SURYA.CO.ID, LUMAJANG – Dugaan pembunuhan menguat di balik misteri kematian memilukan yang menimpa seorang cewek di Dusun Krajan, Desa Kalipenggung, Kecamatan Randuagung, Kabupaten Lumajang, Jumat (3/7/2026).
Korban bernama Merinda Tri Agustin yang ditemukan tewas dalam kondisi tanpa busana diduga jadi korban kekerasan hingga nyawanya melayang.
Polisi menemukan indikasi kuat adanya tindakan kekerasan fisik sebelum korban mengembuskan napas terakhirnya.

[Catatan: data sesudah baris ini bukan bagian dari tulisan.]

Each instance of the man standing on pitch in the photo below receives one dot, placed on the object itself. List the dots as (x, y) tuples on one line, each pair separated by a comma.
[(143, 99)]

Aparat kepolisian langsung melakukan olah tempat kejadian perkara secara tertutup guna mengumpulkan berbagai barang bukti.
Berdasarkan pemeriksaan awal, gadis berusia 22 tahun itu diduga kuat menjadi korban pembunuhan berencana yang sadis.
Baca juga: Breaking News : Jasad Cewek 19 Tahun Ditemukan Tanpa Busana dalam Kamar di Lumajang
Kasubsi Humas Polres Lumajang, Ipda Suprapto mengungkapkan, kasus itu terungkap pada pukul 10.00 WIB.
Tapi keluarga baru laporan ke polisi sekira pukul 13.00 WIB.
Berdasaarkan keterangan para saksi, kasus ini terungkap ketika tetangga Meri ditelpon pacar korban, sebab kekasih hatinya tidak merespon saat dihubungi melalui smartphone-nya tidak aktif.
"Tidak lama kemudian saksi E mendatangi rumah korban dan melakukan pengecekan. setelah tiba dirumah korban kemudian masuk rumah," ujarnya, Jumat (3/7/2026).
Menurutnya, saat itu kondisi rumah korban dalam keadaan tertutup, tetapi tidak dikunci, sehingga tetangga itu akhirnya masuk untuk mengecek keadaan gadis umur 22 tahun itu.
"Selanjutnya tetangga itu menemukan korban di kamar belakang dalam keadaan telanjang," ucapnya.
Baca juga: Bercak Darah dan Kasur Berantakan di TKP Penemuan Jasad Cewek Lumajang Indikasi Penganiayaan
Pihak berwajib yang datang bersama tim medis langsung memeriksa kondisi fisik korban dan menemukan sejumlah tanda kekerasan yang sangat mengenaskan.
Hasil pemeriksaan awal kepolisian bersama petugas medis Puskesmas Randuagung.
Dia mengungkapkan terdapat luka pada jari tangan sebelah kiri korban.
"Pada leher ditemukan kain celana yang terikat pada leher. Pada mulut korban di sekap dengan menggunakan kain selanjutnya korban dibawa ke RSUD dr Hariyoto untuk dilakukan otopsi atas permintaan keluarga," imbuhnya.